Further, the substrate heat treatment apparatus to which the air supply / exhaust section 7 of this embodiment is applicable includes not only a so-called hot plate but also a cooling plate.

[Brief description of the drawings]

FIG. 1 is a front sectional view (a sectional view taken along line YY in FIG. 2) of a substrate heat treatment apparatus according to a first embodiment of the present invention.

FIG. 2 is a sectional view taken along line XX in FIG.

FIG. 3 is a sectional view taken along line ZZ in FIG. 2;

FIG. 4 is a front sectional view of a substrate heat treatment apparatus according to a second embodiment of the present invention.

5A is a partial plan cross-sectional view of a substrate heat treatment apparatus using another example of a current plate, and FIG. 5B is a plan view of the current plate.

FIG. 6 is a front sectional view of a conventional substrate heat treatment apparatus.

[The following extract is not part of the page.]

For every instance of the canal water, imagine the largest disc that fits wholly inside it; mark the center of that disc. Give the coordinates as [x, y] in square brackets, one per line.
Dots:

FIG. 7 is a front sectional view of another conventional substrate heat treatment apparatus.

[Explanation of symbols]

 DESCRIPTION OF SYMBOLS 1 Plate 2 Upper cover 3 Heat treatment space 4 Gas supply port 5 Exhaust port 6a, 6b Partition wall 7 Supply / exhaust part 8a Supply path 8b Exhaust path 9, 12 Rectifier plate 10a Supply hole 10b Exhaust hole 11 Perforated plate 15 Gas supply path 16 Gas Introductory route 17 Outgoing route

Claims (4)

[Claims] 1. A substrate heat treatment apparatus, wherein an upper portion of a base is covered with an upper cover, and a predetermined heat treatment is performed by holding a substrate in a heat treatment space formed between the base and the upper cover. On the lower surface of the upper cover above the substrate, a plurality of gas blowing holes for supplying gas into the heat treatment space, and a plurality of exhaust holes for discharging gas inside the heat treatment space are mixed. A substrate heat treatment apparatus characterized by being formed by: 2. The substrate heat treatment according to claim 1, wherein a gas supply passage connected to the plurality of gas blowing holes and an exhaust passage connected to the plurality of exhaust holes are provided inside the upper cover. apparatus. 3. The gas supply passage has an inlet through which the gas is introduced, and a plurality of branch passages that branch off from the inlet side and extend near the inside of the inlet. 3. The substrate heat treatment apparatus according to claim 2, wherein a rectifying plate for dispersing and guiding gas is disposed in each of the branch paths. 4. The gas supply passage has an inlet through which the gas is introduced, and a plurality of branch passages branching from the inlet side and extending, and the exhaust passage includes a plurality of the gas supply passages. A plurality of branch passages respectively interposed between the branch passages, the plurality of gas blowing holes are arranged along each branch passage of the gas supply passage, and the plurality of exhaust holes are each of the exhaust passages. The substrate heat treatment apparatus according to claim 2, wherein the substrate heat treatment apparatus is arranged along a branch path.